All of a sudden, exercise became really popular. There were exercise videos in the 80s, and people were doing aerobics and developing new ideas around exercise. That was astounding. That was a physical revolution.

I’m sure at some stage, there was a dental revolution, where someone discovered a toothbrush or made one, put soap on it, and stuck it in their mouth. And that’s how they figured out that doing that was good for their teeth.

And our parents just taught us this habit with no argument. Even in the 1980s, I remember my father smoking everywhere—in the house, in the car, on the airplane.

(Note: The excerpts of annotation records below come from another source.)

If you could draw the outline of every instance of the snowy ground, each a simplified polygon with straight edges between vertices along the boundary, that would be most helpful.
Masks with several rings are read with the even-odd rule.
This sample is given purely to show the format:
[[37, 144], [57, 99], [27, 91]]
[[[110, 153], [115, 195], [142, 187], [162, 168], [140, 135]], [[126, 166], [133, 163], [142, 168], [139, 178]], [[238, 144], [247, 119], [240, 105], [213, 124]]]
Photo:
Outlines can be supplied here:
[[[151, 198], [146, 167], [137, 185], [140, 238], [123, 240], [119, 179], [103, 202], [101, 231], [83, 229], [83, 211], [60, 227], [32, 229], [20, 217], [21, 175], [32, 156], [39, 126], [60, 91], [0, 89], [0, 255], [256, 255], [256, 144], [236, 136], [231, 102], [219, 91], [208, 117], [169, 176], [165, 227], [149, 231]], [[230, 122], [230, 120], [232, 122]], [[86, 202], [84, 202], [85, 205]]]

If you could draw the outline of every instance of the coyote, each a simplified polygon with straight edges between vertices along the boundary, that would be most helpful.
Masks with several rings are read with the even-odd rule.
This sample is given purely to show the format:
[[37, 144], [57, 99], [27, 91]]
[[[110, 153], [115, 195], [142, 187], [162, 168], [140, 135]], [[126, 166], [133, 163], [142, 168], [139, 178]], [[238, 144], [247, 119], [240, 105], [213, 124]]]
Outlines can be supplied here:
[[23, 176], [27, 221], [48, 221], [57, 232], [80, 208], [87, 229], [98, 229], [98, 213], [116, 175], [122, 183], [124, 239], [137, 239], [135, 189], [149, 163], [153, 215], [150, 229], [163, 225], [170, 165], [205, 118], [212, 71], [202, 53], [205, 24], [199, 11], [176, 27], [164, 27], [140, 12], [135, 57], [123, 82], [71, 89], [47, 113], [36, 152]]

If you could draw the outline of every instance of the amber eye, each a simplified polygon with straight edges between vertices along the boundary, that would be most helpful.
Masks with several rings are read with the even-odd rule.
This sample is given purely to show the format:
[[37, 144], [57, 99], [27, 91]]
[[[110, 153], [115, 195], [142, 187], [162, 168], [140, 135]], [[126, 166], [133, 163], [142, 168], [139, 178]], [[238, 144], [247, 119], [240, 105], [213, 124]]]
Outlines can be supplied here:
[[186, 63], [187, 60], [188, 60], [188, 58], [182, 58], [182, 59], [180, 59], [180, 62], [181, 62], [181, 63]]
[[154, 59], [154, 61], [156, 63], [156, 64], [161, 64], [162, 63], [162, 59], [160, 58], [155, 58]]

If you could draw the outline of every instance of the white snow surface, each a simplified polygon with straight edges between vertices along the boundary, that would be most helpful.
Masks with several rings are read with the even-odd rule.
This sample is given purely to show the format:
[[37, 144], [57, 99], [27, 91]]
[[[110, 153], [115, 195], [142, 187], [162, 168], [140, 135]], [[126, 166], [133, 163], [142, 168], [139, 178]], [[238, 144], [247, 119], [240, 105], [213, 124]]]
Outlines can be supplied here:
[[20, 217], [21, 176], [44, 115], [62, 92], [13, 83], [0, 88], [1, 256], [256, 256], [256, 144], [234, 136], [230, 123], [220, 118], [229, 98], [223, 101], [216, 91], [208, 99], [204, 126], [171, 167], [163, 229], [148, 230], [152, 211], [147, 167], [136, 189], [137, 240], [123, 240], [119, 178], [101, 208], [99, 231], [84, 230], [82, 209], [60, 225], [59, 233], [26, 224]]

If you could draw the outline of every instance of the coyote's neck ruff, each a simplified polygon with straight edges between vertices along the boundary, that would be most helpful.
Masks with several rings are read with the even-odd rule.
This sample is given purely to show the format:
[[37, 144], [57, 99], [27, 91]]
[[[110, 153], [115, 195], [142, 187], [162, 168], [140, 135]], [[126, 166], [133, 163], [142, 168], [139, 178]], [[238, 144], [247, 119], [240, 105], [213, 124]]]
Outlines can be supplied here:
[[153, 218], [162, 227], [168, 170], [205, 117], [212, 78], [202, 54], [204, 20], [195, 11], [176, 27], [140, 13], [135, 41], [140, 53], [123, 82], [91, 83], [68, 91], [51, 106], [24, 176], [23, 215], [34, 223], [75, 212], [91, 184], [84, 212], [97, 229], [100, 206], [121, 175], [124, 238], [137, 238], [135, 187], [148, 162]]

Then smoking laws came in, and you couldn’t smoke everywhere.

Now, if you want a cigarette, you have to walk far away from any other human being and smoke on your own. That was also another health revolution. There have been so many, but nothing around mental health.

Now we are in the mindful revolution, where finally, we are focusing on mental wellness. The focus has been on mental illness, but not on mental wellness. And we all have mental health.

We are all mental. Yes, you’re mental and you’re physical. We are all physical. We are physical and we are mental. And because of that, we can work on our mental health. And that is a revolutionary idea.

It’s an idea that I’m sure a lot of pharmaceutical companies don’t really want you to know, because then it means you can’t sell mindfulness. You can’t make a lot of money out of mindfulness, but you can make a lot of money out of selling tablets.

So it’s just amazing that we are waking up to the idea that we can train our brain, we can train our mind to be happier, to be more resilient, to let go of stress, to be more creative, to build our emotional intelligence, to encourage wisdom, and then have the vision to make our goals and dreams manifest.

And this is all through a process of mindfulness. We’re living in the best time ever—the Mindful Revolution.